- Directed by: P. J. Ramster
- Produced by: P. J. Ramster
- Cinematography: Reg Fuz
- Production company: P. J. Ramster Photoplays
- Release date: 13 August 1921;
- Running time: 5,000 feet
- Country: Australia
- Languages: Silent film English intertitles

= Mated in the Wilds =

1921 film

Mated in the Wilds is a 1921 Australian silent film directed by P. J. Ramster. It is a melodrama about a love triangle among members of Sydney society.

The movie is considered a lost film.

==Plot==
Two men, flying ace Justin Strong (Fred Oppey) and foreigner Montgomery Lyle (Anthony Aroney) are both in love with sportswoman Elsa Hope (Elsa Granger). Justin and Monty leave by motorcycle on a surveying trip and Monty leads his rival in the desert to die. He tells Elsa that Justin was killed by aboriginals. Elsa insists on seeing Justin's grave and drives out to the desert with Monty and her mother.
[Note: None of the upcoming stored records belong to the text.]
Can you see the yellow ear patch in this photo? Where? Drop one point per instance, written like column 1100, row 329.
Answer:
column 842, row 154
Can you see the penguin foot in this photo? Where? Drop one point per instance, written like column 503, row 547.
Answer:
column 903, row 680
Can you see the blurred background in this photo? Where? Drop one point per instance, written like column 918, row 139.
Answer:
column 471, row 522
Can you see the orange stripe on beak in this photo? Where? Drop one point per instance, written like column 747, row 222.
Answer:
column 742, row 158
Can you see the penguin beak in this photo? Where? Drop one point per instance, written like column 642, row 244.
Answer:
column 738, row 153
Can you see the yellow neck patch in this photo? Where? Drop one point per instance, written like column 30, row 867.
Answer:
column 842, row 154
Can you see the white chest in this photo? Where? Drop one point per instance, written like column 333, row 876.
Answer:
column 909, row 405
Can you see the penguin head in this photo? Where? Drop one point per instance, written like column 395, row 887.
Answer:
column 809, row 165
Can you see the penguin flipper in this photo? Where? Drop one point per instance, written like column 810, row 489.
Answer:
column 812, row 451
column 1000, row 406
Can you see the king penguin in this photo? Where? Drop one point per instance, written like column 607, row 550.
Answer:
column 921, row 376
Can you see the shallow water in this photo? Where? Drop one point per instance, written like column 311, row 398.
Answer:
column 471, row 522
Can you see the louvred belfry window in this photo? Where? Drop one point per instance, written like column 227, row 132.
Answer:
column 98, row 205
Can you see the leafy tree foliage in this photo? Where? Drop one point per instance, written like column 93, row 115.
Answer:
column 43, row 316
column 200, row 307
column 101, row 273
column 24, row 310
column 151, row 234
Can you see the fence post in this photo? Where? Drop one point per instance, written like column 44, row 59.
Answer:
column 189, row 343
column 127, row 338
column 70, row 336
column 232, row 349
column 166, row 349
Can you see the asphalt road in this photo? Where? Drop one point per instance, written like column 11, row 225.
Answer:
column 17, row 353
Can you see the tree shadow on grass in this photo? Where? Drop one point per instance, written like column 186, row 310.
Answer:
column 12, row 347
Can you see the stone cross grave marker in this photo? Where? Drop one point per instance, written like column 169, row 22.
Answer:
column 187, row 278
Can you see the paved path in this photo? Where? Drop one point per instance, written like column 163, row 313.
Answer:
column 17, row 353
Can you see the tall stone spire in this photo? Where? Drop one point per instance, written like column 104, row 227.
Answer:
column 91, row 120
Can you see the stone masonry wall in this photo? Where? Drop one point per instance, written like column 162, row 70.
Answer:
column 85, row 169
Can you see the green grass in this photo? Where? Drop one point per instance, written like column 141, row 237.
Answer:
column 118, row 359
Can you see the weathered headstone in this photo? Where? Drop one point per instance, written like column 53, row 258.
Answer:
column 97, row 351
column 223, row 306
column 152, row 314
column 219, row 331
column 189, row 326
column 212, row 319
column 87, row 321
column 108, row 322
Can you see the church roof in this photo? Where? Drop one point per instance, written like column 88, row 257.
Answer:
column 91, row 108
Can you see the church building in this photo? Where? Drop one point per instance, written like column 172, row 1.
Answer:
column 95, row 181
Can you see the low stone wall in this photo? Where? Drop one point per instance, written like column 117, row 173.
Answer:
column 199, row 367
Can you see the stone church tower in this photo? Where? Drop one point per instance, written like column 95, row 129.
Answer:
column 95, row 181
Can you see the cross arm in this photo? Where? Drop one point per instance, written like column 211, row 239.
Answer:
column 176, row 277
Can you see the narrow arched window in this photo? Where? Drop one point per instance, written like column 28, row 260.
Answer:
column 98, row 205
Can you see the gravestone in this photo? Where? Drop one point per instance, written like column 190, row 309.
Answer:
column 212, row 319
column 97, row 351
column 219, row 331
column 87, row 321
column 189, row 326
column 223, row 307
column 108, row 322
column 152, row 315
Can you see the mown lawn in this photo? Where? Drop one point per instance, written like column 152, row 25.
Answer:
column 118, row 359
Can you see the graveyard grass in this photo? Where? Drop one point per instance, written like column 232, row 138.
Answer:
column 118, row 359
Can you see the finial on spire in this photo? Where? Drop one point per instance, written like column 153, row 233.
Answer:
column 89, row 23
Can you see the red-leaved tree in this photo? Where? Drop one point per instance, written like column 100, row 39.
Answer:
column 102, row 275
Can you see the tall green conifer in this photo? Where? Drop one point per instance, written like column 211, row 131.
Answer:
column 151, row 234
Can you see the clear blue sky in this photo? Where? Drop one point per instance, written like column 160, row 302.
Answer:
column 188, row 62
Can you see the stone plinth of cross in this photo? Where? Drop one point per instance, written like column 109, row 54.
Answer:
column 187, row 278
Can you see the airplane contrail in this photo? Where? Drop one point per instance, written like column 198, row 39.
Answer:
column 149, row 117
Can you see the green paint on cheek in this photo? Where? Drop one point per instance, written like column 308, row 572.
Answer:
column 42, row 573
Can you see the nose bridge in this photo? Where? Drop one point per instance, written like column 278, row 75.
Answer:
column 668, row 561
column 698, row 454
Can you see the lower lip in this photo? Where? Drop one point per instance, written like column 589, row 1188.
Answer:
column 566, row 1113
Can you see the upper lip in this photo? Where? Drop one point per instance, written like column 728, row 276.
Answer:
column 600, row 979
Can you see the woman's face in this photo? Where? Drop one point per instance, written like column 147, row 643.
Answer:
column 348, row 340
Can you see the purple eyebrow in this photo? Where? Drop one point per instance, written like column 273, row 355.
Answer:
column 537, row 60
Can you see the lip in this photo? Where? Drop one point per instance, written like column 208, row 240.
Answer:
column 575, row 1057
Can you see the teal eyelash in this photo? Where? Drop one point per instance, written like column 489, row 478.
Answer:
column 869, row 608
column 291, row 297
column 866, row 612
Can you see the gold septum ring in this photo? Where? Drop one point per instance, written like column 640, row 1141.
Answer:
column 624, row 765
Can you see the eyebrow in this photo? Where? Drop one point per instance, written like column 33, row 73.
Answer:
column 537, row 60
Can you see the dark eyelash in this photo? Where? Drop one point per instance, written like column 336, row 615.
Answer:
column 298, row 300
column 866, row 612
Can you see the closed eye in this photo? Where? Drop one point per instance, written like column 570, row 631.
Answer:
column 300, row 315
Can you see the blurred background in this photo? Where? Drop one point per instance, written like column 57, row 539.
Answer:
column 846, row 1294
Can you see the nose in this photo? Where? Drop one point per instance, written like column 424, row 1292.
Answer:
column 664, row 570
Monty ties Mrs Hopes to a tree and is about to abduct Elsa but she pulls a gun on him and eventually finds Justin living with some friendly aborigines.

==Cast==
- Elsa Granger as Elsa Hope
- Anthony Aroney as Montgomery Lyle
- Fred Oppey as Justin Strong
- Maud de Grange
- William Shepherd
- Lydia Rich
- David Edelsten
- Louis Witts
- Albert Germain
- S.P. Woodford
- Phillip Raftus
- Kathleen Ramster
- Winifred Law
- Dorothy Shepherd
- Nancy Simpson

==Production==
The cast was unpaid and could only work weekends so the film took over a year to complete. Actors were drawn from P. J. Ramster's acting school.